Есть нечто до того уж противоестественное, когда человек отрывается от самого себя, не только наносит себе вред, но и себя уничтожает, что, осуществляя свое намерение, он большей частью прибегает к механическим средствам. Когда Аякс бросается на меч, тяжесть его тела служит ему последнюю службу. Когда воин приказывает оруженосцу убить его, чтобы не попасть в руки врагов, он тоже применяет внешнюю силу, в безотказности которой уверен, только сила эта моральная, а не физическая. Женщины остужают в воде свое отчаяние, а огнестрельное оружие, это безусловно механическое средство, обеспечивает быстрый конец при наименьшем усилии. К повешению прибегают значительно реже, ибо это считается неблагородной смертью. В Англии такой род самоубийства встречается чаще; там смолоду привыкают видеть казнь через повешение, и эта кара не считается позорной. Принимая яд или вскрывая себе вены, люди знают, что им предстоит медленная смерть, самая же утонченная, быстрая и безболезненная смерть от укуса змеи была облюбована царицей, в великолепии и наслаждениях прожившей свою жизнь. Но все это помощь, призванная извне, враги, с которыми человек заключает союз против себя самого.
Размышляя над всеми этими средствами и отыскивая примеры в истории, я понял, что среди всех, лишивших себя жизни, этот акт всего величественнее и с наибольшей свободой духа совершил император Отон. Потерпев поражение как полководец, но отнюдь еще не разбитый наголову, он решается — во имя блага империи, до некоторой степени уже ему подвластной, и для спасения тысяч других жизней — оставить этот мир. Пропировав всю ночь с друзьями, он наутро был найден с кинжалом в сердце, вонзенным его собственной рукой. Это деяние, единственное в своем роде, показалось мне достойным подражания, и в то же время я убедился: тот, кто не может поступить так, как Отон, не вправе позволить себе добровольно уйти из жизни.
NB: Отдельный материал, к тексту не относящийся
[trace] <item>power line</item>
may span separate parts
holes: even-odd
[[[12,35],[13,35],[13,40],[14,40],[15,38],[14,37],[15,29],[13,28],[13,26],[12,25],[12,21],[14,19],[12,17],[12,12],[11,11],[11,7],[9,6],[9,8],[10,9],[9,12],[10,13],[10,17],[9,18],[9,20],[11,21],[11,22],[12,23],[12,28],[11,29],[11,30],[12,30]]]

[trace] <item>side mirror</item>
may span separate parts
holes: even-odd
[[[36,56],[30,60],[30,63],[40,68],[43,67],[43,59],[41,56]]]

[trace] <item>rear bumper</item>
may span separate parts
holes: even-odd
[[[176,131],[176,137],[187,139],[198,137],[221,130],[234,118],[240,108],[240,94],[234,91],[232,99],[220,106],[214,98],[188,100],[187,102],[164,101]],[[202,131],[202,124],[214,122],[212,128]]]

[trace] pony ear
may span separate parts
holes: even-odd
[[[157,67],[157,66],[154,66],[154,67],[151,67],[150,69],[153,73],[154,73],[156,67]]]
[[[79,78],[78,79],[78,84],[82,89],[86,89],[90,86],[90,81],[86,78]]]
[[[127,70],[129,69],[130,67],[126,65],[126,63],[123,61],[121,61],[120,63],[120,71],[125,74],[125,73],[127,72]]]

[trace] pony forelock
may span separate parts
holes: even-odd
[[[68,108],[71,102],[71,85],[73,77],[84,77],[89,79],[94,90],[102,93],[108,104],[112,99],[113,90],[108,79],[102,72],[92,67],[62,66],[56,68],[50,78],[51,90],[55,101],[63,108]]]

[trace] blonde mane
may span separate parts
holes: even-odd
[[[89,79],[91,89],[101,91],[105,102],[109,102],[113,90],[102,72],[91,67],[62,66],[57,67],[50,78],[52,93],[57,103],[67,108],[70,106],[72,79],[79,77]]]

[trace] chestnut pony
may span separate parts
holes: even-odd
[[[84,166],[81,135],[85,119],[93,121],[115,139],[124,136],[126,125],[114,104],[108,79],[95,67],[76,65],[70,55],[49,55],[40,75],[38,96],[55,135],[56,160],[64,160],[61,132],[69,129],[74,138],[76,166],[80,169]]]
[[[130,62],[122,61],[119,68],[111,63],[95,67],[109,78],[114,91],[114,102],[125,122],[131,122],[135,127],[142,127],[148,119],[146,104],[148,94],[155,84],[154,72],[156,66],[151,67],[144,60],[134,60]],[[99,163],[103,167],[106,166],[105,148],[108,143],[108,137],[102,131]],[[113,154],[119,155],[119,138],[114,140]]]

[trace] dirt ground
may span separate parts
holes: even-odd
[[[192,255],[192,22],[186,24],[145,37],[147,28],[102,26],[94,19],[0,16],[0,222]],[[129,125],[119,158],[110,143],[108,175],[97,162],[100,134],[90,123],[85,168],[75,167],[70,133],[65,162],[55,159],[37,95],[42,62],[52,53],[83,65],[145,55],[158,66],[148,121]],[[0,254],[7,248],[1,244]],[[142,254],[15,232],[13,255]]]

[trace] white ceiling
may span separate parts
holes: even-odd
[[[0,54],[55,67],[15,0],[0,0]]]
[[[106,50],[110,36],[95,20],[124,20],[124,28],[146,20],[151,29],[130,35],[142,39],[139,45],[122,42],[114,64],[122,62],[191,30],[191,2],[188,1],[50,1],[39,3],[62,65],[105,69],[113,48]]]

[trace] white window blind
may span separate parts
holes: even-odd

Это убеждение избавило меня не столько от зловещего намерения, сколько от вздорной идеи самоубийства, в те прекрасные мирные времена закравшейся в умы праздной молодежи. В имевшемся у меня солидном собрании оружия находился драгоценный, остро отточенный кинжал. Каждый вечер я клал его рядом со своей кроватью и, прежде чем потушить свечу, пробовал, не удастся ли мне вонзить его острие на дюйм-другой себе в грудь. Но так как это никогда не удавалось, я в конце концов сам над собой посмеялся, отбросил свою дурацкую ипохондрию и решил — надо жить. Чтобы с достаточной бодростью осуществить это намерение, мне, однако, нужно было справиться с некоей поэтической задачей: высказать все свои чувства, мысли и мечтания касательно упомянутого, отнюдь не маловажного предмета. Для этой цели я собрал воедино все элементы, уже несколько лет не дававшие мне покоя, и постарался с полной ясностью представить себе случаи, более других меня угнетавшие и тревожившие; но все они упорно не отливались в форму: мне недоставало события — фабулы, в которой я мог бы их воплотить.